Lush green ricefields everywhere

Ira's extended family in Maninjau - Latifa, the sweetest little gal!
The spice of life
We started early at 0730 and drove on meandering country roads carving through rolling hills and emerald green rice fields. Its an easy 38km to Danau Maninjau and the famous 44 hairpin descents came all too soon. It was almost like a step by step introduction to the beauty of the 8 x 17km crater lake. Tempted to take the Carry Me out to cycle down, prudence reminded that small wheels and rough roads are not good companions. Much smaller than Toba, some say Maninjau is more stunning. I concur.
The first order of the day was to see Ira's "Mak Tua" (Elder Aunt) who is a retired Doctor living in Maninjau. She lives there with her daughter's family in a kampong house. Their hospitality was gentle and warm as per all the Minang people I met. This being a Wed was market day and we headed straight there. Bustling with fresh produce, fish and meat, it was truly a meeting point for the villagers. Mak Tua seemed to know everyone and the respect she received impressed. Her finely horne skill in durian selection saw us having a delicious morning feast. As the ferry across the lake was made obsolete due to the new roads build, we took a delightful drive around Maninjau.

Ira & Mak Tua bonding over shellfish
The plan to do a short hike was scuttled due to the recent spotting of a tiger in the vicinity. It had eaten a cow and we weren't sure if that had been fully digested. We visited a museum of a famous Minang Writer Prof Dr ?. The museum is managed by his distinguished nephew and overlooks the beautiful lake. Lunch was at a park within the Hydro Electric station and I enjoyed a dish of small fried fish with egg, covered with the chillies and spices, among many other fiery dishes.

We took many breaks covering the 70km circumference. Ira visited a brand new mosque for afternoon prayers and we also stopped for a calcium fix. Shell fish boiled in salted vegetable is a "pick me up" for the locals. I regretted not trying as my stomach was still getting accustom to Minang fare.

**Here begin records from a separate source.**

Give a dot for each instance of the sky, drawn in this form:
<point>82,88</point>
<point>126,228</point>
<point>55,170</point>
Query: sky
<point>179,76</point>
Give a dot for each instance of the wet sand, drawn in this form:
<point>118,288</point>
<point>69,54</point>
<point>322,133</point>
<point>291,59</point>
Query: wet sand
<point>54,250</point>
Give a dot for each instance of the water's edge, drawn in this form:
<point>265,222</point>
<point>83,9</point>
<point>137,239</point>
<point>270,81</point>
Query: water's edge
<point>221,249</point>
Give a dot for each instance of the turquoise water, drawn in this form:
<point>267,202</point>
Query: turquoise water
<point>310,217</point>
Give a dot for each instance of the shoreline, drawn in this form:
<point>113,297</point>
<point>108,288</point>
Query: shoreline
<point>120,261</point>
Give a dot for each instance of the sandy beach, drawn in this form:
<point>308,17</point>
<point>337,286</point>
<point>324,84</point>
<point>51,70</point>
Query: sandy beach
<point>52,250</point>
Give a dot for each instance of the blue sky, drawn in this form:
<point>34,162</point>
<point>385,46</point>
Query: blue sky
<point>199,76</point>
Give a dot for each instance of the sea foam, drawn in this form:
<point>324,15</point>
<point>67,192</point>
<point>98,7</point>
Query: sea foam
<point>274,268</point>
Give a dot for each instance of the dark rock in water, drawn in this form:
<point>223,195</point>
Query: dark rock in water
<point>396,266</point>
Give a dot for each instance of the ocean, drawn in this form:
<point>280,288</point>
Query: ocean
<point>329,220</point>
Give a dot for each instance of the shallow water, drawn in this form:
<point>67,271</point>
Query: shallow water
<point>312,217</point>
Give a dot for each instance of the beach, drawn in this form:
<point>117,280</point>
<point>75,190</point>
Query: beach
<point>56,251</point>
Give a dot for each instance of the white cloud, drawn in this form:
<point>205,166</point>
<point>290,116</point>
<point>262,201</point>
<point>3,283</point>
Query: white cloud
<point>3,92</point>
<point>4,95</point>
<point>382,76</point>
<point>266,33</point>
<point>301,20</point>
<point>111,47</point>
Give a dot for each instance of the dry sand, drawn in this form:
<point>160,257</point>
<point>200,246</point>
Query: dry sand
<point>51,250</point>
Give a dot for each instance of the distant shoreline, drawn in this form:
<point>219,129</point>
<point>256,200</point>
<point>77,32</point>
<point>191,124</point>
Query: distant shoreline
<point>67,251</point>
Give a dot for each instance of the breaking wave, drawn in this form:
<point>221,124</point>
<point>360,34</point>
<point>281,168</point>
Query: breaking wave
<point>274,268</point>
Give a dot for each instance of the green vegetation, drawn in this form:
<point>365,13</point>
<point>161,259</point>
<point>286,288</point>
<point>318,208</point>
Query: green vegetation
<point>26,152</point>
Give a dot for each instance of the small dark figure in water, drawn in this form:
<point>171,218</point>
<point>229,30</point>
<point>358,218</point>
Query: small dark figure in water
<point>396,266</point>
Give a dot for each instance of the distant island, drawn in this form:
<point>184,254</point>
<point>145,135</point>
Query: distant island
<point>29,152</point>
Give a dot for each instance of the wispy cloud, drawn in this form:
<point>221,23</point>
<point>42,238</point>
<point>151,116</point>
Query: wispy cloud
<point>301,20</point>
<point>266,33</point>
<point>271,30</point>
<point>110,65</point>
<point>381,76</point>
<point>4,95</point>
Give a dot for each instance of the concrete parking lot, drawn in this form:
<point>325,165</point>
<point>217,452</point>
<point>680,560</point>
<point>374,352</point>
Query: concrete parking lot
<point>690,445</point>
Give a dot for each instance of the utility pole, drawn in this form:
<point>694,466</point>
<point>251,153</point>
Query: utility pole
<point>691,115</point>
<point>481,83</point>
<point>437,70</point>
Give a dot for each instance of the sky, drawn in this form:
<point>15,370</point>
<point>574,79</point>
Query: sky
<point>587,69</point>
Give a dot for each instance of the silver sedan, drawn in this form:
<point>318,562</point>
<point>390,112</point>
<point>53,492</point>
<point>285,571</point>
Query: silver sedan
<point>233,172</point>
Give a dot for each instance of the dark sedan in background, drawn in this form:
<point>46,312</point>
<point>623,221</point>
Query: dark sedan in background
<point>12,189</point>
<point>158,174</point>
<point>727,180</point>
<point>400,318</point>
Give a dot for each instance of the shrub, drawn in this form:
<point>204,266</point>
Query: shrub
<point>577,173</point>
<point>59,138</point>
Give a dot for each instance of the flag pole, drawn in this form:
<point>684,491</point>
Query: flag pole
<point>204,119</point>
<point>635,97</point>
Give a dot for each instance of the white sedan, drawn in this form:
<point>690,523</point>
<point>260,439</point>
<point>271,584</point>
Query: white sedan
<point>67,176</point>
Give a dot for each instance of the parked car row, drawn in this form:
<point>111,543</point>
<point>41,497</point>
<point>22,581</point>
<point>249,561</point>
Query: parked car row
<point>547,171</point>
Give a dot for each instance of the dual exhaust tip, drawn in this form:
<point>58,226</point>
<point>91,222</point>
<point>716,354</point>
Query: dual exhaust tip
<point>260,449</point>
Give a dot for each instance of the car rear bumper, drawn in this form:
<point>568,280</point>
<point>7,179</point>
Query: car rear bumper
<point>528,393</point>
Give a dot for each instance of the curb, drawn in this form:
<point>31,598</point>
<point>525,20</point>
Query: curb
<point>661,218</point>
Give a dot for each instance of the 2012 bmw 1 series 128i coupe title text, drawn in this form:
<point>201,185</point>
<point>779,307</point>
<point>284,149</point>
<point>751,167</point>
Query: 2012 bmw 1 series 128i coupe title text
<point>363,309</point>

Maninjau shell-fish for your daily calcium fix!

Hotel Mutiara, a lovely newish hotel at the lake's edge was our abode for the night. The very spritely manager, Renel, welcomed us warmly and gave us a room with a priceless view of the lake and mountains. The golden sunset was absolutely glorious! Dinner at Bagoes Cafe (means very good) proved rewarding with its ambience and delicious rendang. Jack, the friendly owner, also did his rendition of Hotel California on his guitar and that was a fitting "dessert".
Help, I've fallen in love with this enchanting lake! Don't know when I will be able to shake off Maninjau-tis. Sigh...

Crystal clear waters teeming with fish!

1 comment:

Paul said...

Your photos are fantastic! I am an anthropologist and was recently in West Sumatra doing research with some of the communities. I would like to ask you if I could use your photo of the hairpin bend on the way down to Lake Maninjau for an article I am writing. If so, could you please let me know how you would like me to attribute the photograph?